Telstra chief executive David Thodey says the addition of 3.8 million new mobile customers in the past two and half years has strained the network. Photo: Andrew Quilty

Increasing revenue in mobile and higher value-added services more than offset a decline in Telstra’s traditional fixed-line business in the six months to December, as the former incumbent operator continued its transition away from a telephone utility company to a player in Australia’s emerging digital economy.

Telstra’s after-tax profit rose 9.7 per cent from the same period a year earlier to $1.6 billion as revenue grew just 1 per cent to $12.5 billion, as it added 607000 new domestic mobile customers and expanded its network application and services business. Revenue from fixed lines and the digital media business that includes directory company Sensis declined.

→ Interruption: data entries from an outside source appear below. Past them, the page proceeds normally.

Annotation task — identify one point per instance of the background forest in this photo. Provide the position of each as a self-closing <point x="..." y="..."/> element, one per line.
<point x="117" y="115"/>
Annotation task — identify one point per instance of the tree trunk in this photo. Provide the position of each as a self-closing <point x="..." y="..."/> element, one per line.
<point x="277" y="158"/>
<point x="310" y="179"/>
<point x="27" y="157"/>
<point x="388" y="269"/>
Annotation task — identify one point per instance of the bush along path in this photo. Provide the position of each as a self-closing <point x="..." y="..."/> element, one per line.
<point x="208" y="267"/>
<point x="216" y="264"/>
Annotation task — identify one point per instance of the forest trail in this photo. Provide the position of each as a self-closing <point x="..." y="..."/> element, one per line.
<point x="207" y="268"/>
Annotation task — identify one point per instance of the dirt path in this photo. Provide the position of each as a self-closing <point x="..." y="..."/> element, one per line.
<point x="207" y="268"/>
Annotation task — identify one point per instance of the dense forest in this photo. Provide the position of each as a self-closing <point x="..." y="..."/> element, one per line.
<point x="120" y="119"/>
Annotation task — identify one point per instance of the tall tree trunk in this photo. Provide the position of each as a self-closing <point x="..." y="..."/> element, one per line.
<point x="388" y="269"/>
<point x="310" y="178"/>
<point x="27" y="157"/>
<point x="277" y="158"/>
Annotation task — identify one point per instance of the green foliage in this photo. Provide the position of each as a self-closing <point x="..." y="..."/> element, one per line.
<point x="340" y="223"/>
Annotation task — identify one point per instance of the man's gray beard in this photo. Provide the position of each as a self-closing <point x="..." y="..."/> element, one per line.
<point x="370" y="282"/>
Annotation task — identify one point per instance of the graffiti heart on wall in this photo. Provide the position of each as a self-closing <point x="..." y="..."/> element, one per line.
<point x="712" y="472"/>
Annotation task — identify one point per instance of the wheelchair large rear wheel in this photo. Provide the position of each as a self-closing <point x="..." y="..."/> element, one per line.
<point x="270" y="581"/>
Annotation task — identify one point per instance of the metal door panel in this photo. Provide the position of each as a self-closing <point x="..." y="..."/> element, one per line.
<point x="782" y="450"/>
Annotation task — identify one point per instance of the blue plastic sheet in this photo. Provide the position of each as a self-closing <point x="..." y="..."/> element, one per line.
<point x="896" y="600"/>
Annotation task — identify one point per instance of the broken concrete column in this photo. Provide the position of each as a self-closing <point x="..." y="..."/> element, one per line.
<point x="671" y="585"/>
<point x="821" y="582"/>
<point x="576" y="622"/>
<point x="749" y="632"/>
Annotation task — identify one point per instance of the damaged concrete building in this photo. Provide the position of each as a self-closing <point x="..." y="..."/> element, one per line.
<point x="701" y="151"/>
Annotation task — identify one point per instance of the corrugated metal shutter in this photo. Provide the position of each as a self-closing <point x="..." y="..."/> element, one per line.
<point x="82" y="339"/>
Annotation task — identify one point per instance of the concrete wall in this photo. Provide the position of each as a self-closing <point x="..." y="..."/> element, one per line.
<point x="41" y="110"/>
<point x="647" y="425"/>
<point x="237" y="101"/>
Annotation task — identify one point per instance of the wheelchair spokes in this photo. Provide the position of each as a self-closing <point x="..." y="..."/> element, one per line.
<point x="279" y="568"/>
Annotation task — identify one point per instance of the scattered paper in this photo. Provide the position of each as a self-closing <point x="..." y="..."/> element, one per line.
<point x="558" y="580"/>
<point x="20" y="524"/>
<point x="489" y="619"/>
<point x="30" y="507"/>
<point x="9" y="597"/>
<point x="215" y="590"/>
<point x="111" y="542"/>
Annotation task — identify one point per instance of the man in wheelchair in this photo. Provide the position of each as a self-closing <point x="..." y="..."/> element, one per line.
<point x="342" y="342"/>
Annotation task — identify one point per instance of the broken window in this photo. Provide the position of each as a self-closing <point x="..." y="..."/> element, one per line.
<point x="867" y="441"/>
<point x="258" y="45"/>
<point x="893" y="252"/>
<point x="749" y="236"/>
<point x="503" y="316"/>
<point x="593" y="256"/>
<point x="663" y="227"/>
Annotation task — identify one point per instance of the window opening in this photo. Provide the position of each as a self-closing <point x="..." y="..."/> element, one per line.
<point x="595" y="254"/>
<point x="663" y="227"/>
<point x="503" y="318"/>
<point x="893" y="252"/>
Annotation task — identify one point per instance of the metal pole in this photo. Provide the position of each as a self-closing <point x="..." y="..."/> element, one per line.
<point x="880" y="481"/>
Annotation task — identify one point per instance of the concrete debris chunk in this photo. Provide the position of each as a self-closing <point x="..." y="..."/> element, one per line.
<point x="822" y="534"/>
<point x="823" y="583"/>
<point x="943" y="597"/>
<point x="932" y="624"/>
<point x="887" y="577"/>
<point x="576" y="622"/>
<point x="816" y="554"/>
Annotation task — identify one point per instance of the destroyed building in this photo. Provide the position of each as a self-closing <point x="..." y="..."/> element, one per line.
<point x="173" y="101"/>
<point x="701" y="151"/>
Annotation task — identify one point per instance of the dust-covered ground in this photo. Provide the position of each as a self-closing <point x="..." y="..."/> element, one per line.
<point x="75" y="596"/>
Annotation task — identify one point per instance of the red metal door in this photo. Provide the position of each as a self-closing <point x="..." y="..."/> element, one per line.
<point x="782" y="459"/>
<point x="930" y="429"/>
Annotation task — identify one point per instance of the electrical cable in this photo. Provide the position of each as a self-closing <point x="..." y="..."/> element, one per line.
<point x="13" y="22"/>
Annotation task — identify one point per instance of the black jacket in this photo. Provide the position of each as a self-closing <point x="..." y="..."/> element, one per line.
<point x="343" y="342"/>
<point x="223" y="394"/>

Chief executive David Thodey singled out the growth in mobile services, where revenue grew to 4.6 per cent to $4.6 billion as a success in his presentation to investors on Thursday.

“Over 3.8 million new customers since July 2010,” he said. “That’s been wonderful, (but it’s) put a lot of strain and stresses on the network.”

The company’s 14.4 million mobile customers include 6.9 million postpaid handheld and 3.3 million mobile broadband customers.

“In our view, subscribers remain attracted Telstra’s superior network coverage and speed,” Morningstar analyst Michael Wu said.

Investors welcomed the results, which were in line with expectations. Telstra shares, which have risen 35 per cent over the past 12 months, gained a further 4¢ to $4.62 in trading on Thursday morning.

The changes under way at the former state-owned monopoly were starkly illustrated by the 4 per cent decline in revenue from its fixed-line business to $3.7 billion. More than half of that business (which includes broadband services) is made up of landline, and revenue from those operations fell 10.8 per cent to $2.2 billion. The number of basic access lines fell by 151,000 over the period.

Revenue at the company’s network applications and services unit – providing services such as ehealth technology for use in tele-medicine – rose 10.6 per cent to $636 million.